Reusable packaging has long been considered an important part of the solution in the battle to eliminate waste, especially single use plastic. But, while the potential is huge – and we should all be excited about a solution where packaging can be used and reused in a circular system – the implementation challenge is equally significant.

But it’s a challenge we want to help tackle. It’s why we launched the UK’s largest ever reusable supermarket packaging trial with Loop in ten of our stores. We wanted to learn what works, what doesn’t, and what might be scalable in future. We also committed to share those learnings with industry as it has been clear from the start that reusability at scale has the best prospects if it adopted in common formats across the sector.

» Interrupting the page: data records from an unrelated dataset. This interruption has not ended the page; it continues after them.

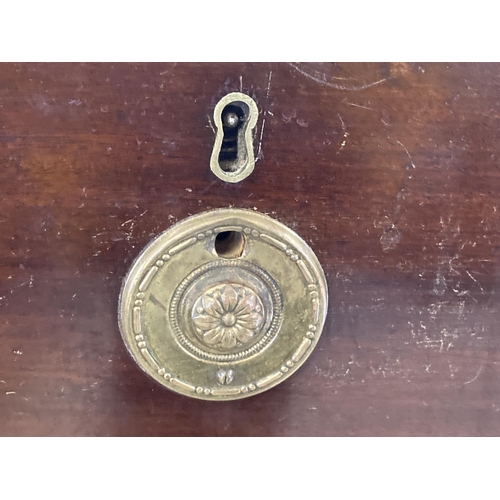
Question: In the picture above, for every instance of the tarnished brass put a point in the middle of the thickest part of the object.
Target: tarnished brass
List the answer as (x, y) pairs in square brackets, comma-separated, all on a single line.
[(235, 117), (223, 305)]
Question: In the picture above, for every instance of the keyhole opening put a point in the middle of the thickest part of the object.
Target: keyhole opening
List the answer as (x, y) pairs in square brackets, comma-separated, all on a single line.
[(233, 151), (229, 244)]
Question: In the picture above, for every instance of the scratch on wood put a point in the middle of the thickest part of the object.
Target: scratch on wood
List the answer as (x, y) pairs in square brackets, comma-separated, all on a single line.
[(265, 114), (335, 85), (407, 152), (346, 135), (356, 105), (475, 280)]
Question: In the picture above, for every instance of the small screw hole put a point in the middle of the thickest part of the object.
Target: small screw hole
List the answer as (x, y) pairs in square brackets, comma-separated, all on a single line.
[(229, 244)]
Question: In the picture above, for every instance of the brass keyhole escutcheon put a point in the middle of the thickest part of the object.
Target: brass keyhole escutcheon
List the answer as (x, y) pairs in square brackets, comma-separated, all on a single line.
[(223, 305), (235, 117)]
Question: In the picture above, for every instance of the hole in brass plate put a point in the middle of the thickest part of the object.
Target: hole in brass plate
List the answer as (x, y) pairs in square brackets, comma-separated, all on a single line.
[(229, 244)]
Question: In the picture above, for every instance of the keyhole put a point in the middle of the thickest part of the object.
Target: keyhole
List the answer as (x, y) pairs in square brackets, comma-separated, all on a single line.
[(235, 117), (229, 244), (233, 151)]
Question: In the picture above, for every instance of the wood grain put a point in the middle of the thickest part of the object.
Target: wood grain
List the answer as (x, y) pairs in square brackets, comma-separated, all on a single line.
[(391, 172)]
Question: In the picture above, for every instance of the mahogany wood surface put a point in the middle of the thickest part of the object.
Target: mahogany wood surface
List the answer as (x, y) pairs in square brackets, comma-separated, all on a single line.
[(391, 172)]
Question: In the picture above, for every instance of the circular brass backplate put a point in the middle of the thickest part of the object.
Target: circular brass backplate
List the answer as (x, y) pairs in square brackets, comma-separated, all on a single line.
[(222, 320)]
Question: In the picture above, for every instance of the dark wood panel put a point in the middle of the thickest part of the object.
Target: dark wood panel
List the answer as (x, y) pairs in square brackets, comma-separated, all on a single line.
[(389, 171)]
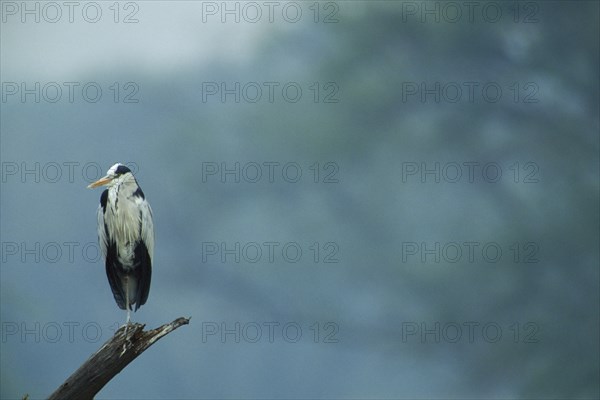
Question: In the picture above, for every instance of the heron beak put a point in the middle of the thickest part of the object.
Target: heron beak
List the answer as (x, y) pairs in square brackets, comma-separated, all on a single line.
[(100, 182)]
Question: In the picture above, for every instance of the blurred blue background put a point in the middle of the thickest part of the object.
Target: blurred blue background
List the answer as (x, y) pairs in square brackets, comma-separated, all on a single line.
[(379, 304)]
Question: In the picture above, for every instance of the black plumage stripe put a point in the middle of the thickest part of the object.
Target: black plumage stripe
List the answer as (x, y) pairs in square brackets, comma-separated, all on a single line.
[(103, 200), (143, 274), (114, 271)]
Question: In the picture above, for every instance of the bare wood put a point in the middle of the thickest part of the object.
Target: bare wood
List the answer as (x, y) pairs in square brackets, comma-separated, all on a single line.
[(111, 358)]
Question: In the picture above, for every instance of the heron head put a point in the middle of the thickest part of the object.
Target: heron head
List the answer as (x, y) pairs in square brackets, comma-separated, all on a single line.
[(112, 176)]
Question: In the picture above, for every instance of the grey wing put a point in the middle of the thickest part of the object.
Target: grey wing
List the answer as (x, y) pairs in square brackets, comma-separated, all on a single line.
[(147, 227)]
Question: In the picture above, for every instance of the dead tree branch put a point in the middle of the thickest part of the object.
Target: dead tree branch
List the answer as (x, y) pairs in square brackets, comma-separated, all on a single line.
[(111, 358)]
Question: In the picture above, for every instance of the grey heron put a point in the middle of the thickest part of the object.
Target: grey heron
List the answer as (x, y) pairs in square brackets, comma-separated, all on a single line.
[(126, 237)]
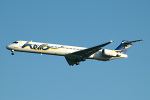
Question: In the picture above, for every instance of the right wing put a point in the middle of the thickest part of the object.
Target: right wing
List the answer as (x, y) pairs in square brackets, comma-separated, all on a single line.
[(76, 57)]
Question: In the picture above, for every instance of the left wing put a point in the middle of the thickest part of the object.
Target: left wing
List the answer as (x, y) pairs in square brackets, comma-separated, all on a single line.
[(76, 57)]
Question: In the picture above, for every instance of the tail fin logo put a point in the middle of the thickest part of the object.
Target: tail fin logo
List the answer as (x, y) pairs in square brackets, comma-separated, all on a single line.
[(123, 47)]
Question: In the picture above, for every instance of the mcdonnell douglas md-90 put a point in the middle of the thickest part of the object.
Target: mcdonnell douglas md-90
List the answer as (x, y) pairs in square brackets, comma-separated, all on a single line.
[(73, 54)]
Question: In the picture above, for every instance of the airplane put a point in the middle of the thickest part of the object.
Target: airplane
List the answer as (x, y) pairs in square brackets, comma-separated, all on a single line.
[(73, 54)]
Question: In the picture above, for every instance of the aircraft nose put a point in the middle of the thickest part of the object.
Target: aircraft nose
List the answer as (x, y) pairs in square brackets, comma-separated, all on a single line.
[(9, 47)]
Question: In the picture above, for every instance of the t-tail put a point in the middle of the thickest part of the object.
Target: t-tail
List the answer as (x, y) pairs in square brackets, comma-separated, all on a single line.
[(125, 45)]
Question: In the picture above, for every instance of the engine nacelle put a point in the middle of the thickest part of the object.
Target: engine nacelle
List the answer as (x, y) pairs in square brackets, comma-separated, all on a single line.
[(109, 53)]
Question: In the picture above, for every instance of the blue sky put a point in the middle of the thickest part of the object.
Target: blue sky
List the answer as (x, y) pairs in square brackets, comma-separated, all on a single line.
[(86, 23)]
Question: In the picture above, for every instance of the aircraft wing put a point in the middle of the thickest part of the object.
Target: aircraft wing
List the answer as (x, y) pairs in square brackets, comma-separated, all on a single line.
[(76, 57), (126, 43)]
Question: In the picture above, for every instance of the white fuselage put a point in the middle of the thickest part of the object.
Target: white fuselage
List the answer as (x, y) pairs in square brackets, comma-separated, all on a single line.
[(55, 49)]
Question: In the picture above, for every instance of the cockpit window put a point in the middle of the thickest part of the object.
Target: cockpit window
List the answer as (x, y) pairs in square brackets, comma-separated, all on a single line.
[(15, 42)]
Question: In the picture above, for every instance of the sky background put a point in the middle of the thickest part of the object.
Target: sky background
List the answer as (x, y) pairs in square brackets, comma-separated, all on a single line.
[(85, 23)]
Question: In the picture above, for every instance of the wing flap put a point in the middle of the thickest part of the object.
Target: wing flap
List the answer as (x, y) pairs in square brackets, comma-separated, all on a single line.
[(76, 57)]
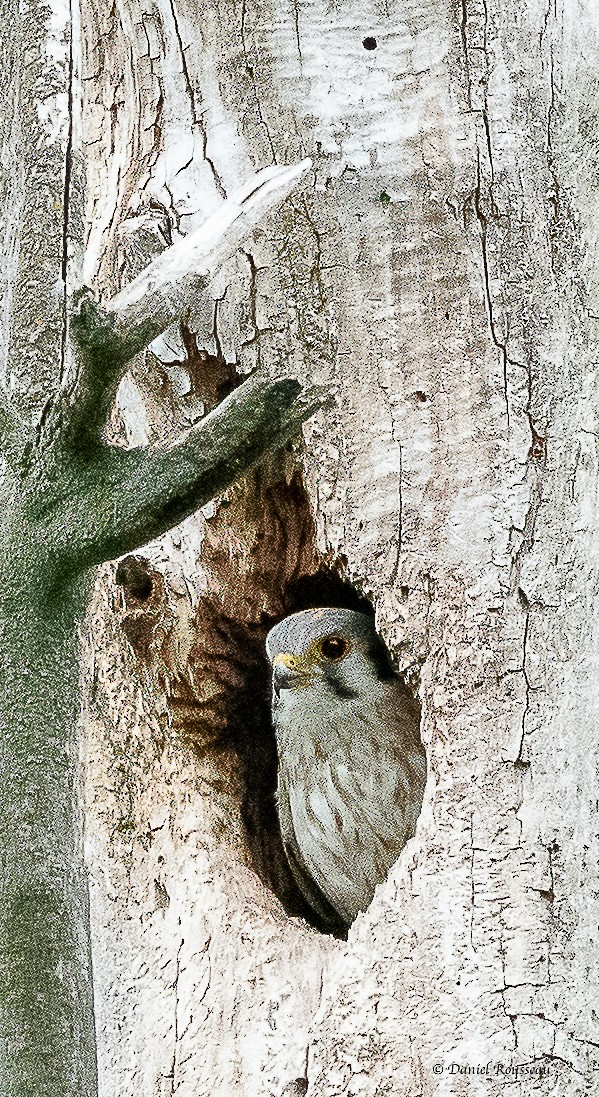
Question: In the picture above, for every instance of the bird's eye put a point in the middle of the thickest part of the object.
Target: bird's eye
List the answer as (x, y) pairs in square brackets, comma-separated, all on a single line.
[(334, 647)]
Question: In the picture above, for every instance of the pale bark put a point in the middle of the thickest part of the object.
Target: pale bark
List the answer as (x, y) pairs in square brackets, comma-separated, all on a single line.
[(441, 269)]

Our pilot reuse initiative with loop included both a year-long online shopping, and a nine month in-store trial which concludes next week. In both our online and in-store pilots, customers paid refundable deposits on each piece of reusable prefilled packaging. Once empty, the packaging was returned through a courier or instore collection point, before being cleaned, refilled and made available for the next customer.

We recognised that to make the pilot a valuable learning experience, it needed proper scale. That’s why it explored both online and instore shopping behaviours and included over 50 big brand products alongside 35 own-brand products.

We also worked hard to ensure the reusable shopping experience replicated the ease and simplicity of a normal supermarket shopping trip as far as possible. Prices were matched with the recyclable packaging equivalents for the duration of the instore trial.

We’re delighted to report that the pilot was positively received by customers who purchased more than 80,000 products over two years – and are very appreciative of those customers who engaged in it with us. Products in reusable packaging that proved most popular included big brands such as Coca-Cola and own label essentials such as granola, basmati rice and olive oil.

What’s clear from our trial is that a prefill model of reuse has strong potential and can be set up to offer customers the ease and convenience they expect. While it is very disruptive to usual ways of working, we’ve also seen it’s possible to adapt supply chains working in partnership with suppliers to maintain the quality and availability that customers rightly demand.

But there’s still much more to do. Specifically, work is needed to encourage a cultural and behavioural shift from customers. Reuse represents a radical change in the shopping experience and while customers support the environmental principle, industry, policymakers and supply chains will need to work hard and work collectively to support and incentivise customers to adopt new shopping behaviours, while ensuring they don’t come at a cost to shoppers.

The learnings report gives us a clear set of feedback to reflect on. We are ending the trial to reflect on that feedback and plan next phases of work. We will use our insights to work with stakeholders across the value chain to understand how we best help scale it in future.

We will also continue to press ahead with our wider packaging strategy with renewed ambition. As part of our 4Rs strategy, we aim to remove 5 billion single use plastic products by 2025. It’s a bold but achievable ambition and reuse will help us achieve it.

In the months ahead, customers will continue to see more single use plastic removed across categories and products. As we continue our efforts to remove what we can, we’ll explore how we can apply the learnings on reuse in our own business and share them with industry and stakeholders so that others can learn from them. The challenge and opportunity is too great to do anything else.